The lesson of these models taken together would appear to be then, that preventing as many cases of COVID-19 as possible would save more lives than failing to prevent it; but that if services for HIV, TB and malaria can be preserved, millions of extra deaths due to these diseases over the next five years can also be averted.
Jewell BL et al. Potential effects of disruption to HIV programmes in sub-Saharan Africa caused by COVID-19: results from multiple mathematical models. University College London preprint, May 2020.
Update: Following the conference presentation, this study was published in a peer-reviewed journal:
Jewell BL et al. Potential effects of disruption to HIV programmes in sub-Saharan Africa caused by COVID-19: results from multiple mathematical models. The Lancet HIV, 7: e629-e640, September 2020.
WHO Press Release. The cost of inaction: COVID-19-related service disruptions could cause hundreds of thousands of extra deaths from HIV. May 2020.

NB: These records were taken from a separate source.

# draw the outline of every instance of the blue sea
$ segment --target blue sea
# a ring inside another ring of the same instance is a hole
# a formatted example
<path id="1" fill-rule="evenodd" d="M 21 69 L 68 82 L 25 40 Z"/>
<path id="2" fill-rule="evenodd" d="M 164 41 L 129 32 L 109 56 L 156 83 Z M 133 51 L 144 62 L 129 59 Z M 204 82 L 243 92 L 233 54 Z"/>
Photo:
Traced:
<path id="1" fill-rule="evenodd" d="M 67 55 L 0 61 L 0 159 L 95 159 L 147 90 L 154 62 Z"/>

Hogan AB et al. Report 19: The Potential Impact of the COVID-19 Epidemic on HIV, TB and Malaria in Low- and Middle-Income Countries. MRC Centre for Global Infectious Disease Analysis, May 2020.
Update: the Imperial College modelling study has subsequently been published in a peer-reviewed journal:
Hogan AB et al. Potential impact of the COVID-19 pandemic on HIV, tuberculosis, and malaria in low-income and middle-income countries: a modelling study. Lancet Global Health, online ahead of print, 13 July 2020 (open access).